Zu uns warst du genauso hart wie zu dir selbst.
Wir haben erst spät verstanden, was das bedeutet.
Im Umgang mit uns fehlte dir jedes Gefühl. Für andere hast du liebevoll und mit viel Phantasie Geschenke gebastelt. Aufmerksam hast du registriert, womit du ihnen eine kleine Freude machen könntest.
Nur bei uns warst du überfragt. Wir bekamen jedes Jahr dasselbe: Eine salbungsvolle Karte mit den Worten „Frohe Weihnachten wünscht Euer Euch über alles liebende Vater“, dazu Geld.
Für dich selbst konntest du hemmungslos Geld ausgeben. Ohne Scheu – und ohne Takt, möchte ich hinzufügen – hast du mir erzählt, wie du an einem einzigen Abend in der Spielbank vierhundert Mark verjubelt hast. Das ist dein gutes Recht. Doch so etwas hört man nicht gerne, wenn man mit demselben Betrag zwei Wochen auskommen und dir dazu noch jede Mark einzeln abtrotzen muss.
Anderen hast du gerne geholfen. Wir mussten dich erst mühsam bitten.
Erst spät, in den Tagen unmittelbar nach deinem Tod, haben wir eine Erklärung erhalten: Du warst zu uns so hart wie zu dir selbst. Andere mochten Hilfe nötig haben, ein Querbeck kam immer auch all eine zurecht.
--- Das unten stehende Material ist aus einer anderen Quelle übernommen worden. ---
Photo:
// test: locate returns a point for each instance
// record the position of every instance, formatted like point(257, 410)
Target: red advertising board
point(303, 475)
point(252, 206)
Andere brauchten Geld, ein Querbeck konnte seinen Lebensunterhalt selbst bestreiten. Andere sehnten sich nach Zärtlichkeit. Ein Querbeck war hart – wie das Leben.
Du wärst nicht auf den Gedanken gekommen, es bei uns anders zu machen als bei dir selbst, meinte dein Chef, der dich seit vielen Jahren kannte. Nicht aus Bosheit, nicht aus Absicht, nicht aus Vergesslichkeit und auch nicht aus Naivität. Es kam dir einfach nicht in den Sinn. Es war von vornherein klar.